4 Temmuz 2016 Pazartesi

Kitap Yorumu: Locke Lamora'nın Yalanları

     Uzun bir zamandır kitap okuyamayan bu naçizane garip dostunuz, kitaplar dünyasına hangi kitapla döndü dersiniz? :)
Locke Lamora'nın Yalanları
Scott Lynch
İthaki Yayınları
Çeviren: Cihan Karamancı

İlknokta'da şuan inidirimde, tık tık.)

      Epik Fantastik dünyasına eski ama tehlikeli bir konu olan hırsızlarla dalan bir yazarla karşı karşıyayız. Yada George R. R. Martin 'in de dediği gibi muhteşem bir şekilde yazılmış bir kitapla. 'Yeni bir anlatı ustası aramıza katıldı' da denebilir. 
     Konuyu biliyorsunuzdur artık, ondan bahsetmeyeceğim bugün. Benim bahsedeceğim şey, herkesin de dikkatini çeken o üslup. Çünkü gerçekten olağanüstü bir üslupla karşı karşıyayız. Kurgunun klasik olduğu söylenebilir ama bunu çok kitap okumayan biri rahatlıkla söyleyemez; yani kurgu basitliğini örtecek derecede muazzam bir üslup var. Oldukça akıcı ve hızlı okumanıza izin veriyor (tekniklere artık ihtiyacınız yok!) 
     Sanki aramızdan biri gibi, fakat bir o kadar da farklı ve yepyeni bir dünyadan konuşuyor, o dünyaya bizi bir ısıtırken bir yandan da aradaki mesafeyi hep koruyor. Kitaba ilk başladığınızda bunu anlayacaksınız! 

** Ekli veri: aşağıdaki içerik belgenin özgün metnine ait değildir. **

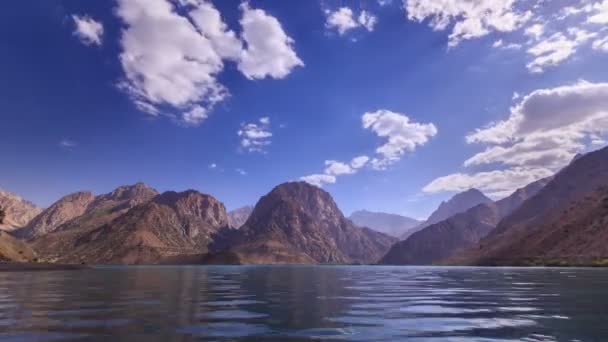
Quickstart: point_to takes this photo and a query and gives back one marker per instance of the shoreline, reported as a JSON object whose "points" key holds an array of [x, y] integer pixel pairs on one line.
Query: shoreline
{"points": [[32, 266]]}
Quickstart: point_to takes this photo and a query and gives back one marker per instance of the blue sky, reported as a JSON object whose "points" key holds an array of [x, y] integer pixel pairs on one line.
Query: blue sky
{"points": [[97, 94]]}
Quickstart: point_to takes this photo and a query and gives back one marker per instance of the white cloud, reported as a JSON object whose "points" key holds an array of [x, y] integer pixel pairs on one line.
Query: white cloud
{"points": [[557, 48], [67, 144], [402, 135], [542, 134], [551, 52], [601, 44], [167, 61], [359, 162], [367, 20], [535, 31], [255, 137], [88, 30], [470, 19], [600, 13], [510, 46], [574, 107], [319, 179], [343, 20], [336, 168], [269, 50], [173, 52], [496, 184]]}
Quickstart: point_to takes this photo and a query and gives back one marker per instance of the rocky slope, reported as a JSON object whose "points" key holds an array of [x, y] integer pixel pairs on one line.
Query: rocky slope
{"points": [[239, 216], [17, 210], [441, 240], [83, 210], [390, 224], [60, 212], [14, 250], [171, 225], [300, 223], [459, 203], [565, 222]]}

     Ayrıca Scott abinin dünyasına ilk girerken biraz zorlanabilirsiniz; o kadar canlı ve gerçek ki; böyle bir yere ilk defa gidiyormuşsunuz hissi uyandırıyor. Bunun yanında kafanız allak bullak olabilir çünkü karakterler fazla, olaylar karışık; bir şekilde okuyan herkesin kafası başlarda karışmış. Ama sabredip devam ettiğinizde her şey öyle bir yerine oturuyor ki, Locke sanki hep aramızdaymış gibi
 Siz benim gibi yapmayın, kafanız karışınca bırakmayın! (başka sebeplerim de vardı desem kendimi affettirmiş olur muyum?) 
     Asıl hikayenin anlatıldığı bölümlerin arasında bazı kısa bölümler var. Bunlar ya geçmişe dönüyor, ya gelecek hakkında ipuçları veriyor yada bir karakteri tanıtıyor.
     Hımm... Bir de yazarın George Martin ile çok benzer bir huyu var... daha fazla açmayacağım, yoksa spoiler olur! Anlayan anladı! :D
     Kitabı okurken seslice güldüğüm, hatta deli gibi gülme krizine girdiğim kısımlar çok oldu, gerçekten altı çizilmelik, işaretlenmelik kısımları var. Bunlar hem gülmelik hem de hayat dersi veren kısımlar. Zaten evdeki son post-it lerimi de buna harcadım!
     Ana karakterimize gelince... Çok zeki, yani gerçekten çok zeki. Parasını çalacağı adama ne yapacağını anlatarak çalıyor! Gayrı siz düşünün. Fakat yakışıklı yada karizmatik biri değil; önemli olan iç güzelliktir mesajı verilmeye çalışılmış adeta, çünkü yakışıklı olmamasına rağmen dostlarına son derece bağlı ve fedakar biri. Sevince tam seven ama adam gibi sevenlerden, beklemesini bilenlerden, yaptıklarının sonucu kötü olunca gururu yüzünden bunu itiraf etmekten çekinenler gibi değil. Bizden biri gibi. Oldukça da cesur, dostlarına sonuna kadar (gerçekten) güveniyor. Üzerinde çalışıldığını hissediyorsunuz. Asla yalanlayan, karakteri tam oturmamış (yada oturtulmamış) bir insan değil.
     Yan karakterler ise çok canlı, oldukça gerçekçi. Bilirsiniz, genelde yan karakterler geçiştirilir ama burada yan karakterin de yan karakterini ben gayet kolay birbiçimde, sanki ana karaktermiş gibi aklımda canlandırabildim.           
     Ve sona gelince de... Kitabı bitirince başka bir kitabı okumak istemiyorsunuz, sanki içinizde bir burukluk kalıyor gibi değil ama daha değişik, sanki böyle... Aah neyse, anlatamayacağım! İkinci ve üçüncü kitapları da çıktı, bir hayli hızlı çeviriyor Cihan Karamancı (Rüzgarın Adı'nı da o çevirmişti) ama benim daha evde bitirmem gereken kitaplarım varr... Tam bir dramın ortasında kalmış vaziyetteyim.

     
     Neyse doslarım, siz de sakın böyle bir hazineyi bekletmeyin. Hemen edinin, okuyun, okutun bunu! İnsanlar üslup nasıl olurmuş görsünler! Muahahahhah!!! 
    
     Puanım 4,4 den 5! (Kurgu yüzünden 4,5 değil ama bu kitaba da 4 verilmez!)